Dancers from University of Memphis moved across the courthouse lawn performing a traditional dragon dance Feb. 9 to celebrate the Lunar New Year and welcome the Year of the Boar during Boro Art Crawl.

“Traditionally China was an agricultural society so farming was the main industry, let’s say, 5,000 years ago,” said Dr. Mei Han, director of The Center for Chinese Music and Culture. “This is the beginning of the new year, and that is also a time for family to get together, very much like Christmas.”

Traditionally celebrations include lots of food (especially fish), red decorations like lanterns and banners, and prayers for a prosperous year ahead. In addition to the dragon dance, the Friday night events featured Chinese music, martial arts demonstrations and an art exhibition at The Center for the Arts.

Xei Weiqiang’s classical Chinese paintings portray the harmony and balance of nature through images of birds and flowers. He uses traditional Chinese brush strokes, but employs Western methods to add dimension.

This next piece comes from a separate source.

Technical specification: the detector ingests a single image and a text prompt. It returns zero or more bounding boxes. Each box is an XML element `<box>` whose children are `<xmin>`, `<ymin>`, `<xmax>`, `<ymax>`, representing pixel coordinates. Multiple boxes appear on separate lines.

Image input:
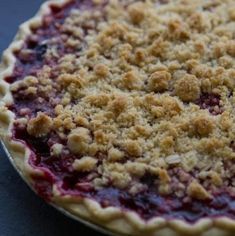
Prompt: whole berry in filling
<box><xmin>195</xmin><ymin>93</ymin><xmax>223</xmax><ymax>115</ymax></box>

“You can see some of the colors on some of them are particularly enticing,” said art enthusiast John Smead, one of many who braved the cold weather to enjoy Weiqiang’s paintings. “The combination of color and detail, I think it’s extremely skilled work.”

If you missed out at the art crawl, the exhibit is open through the end of the month. The Center for the Arts will also host a Chinese brush stroke workshop with Dr. Guanping Zheng on Feb. 23. That evening, Wei Xiaodong and the MTSU Symphony Orchestra will perform “Butterfly Lovers Concerto” in the Wright Music Building.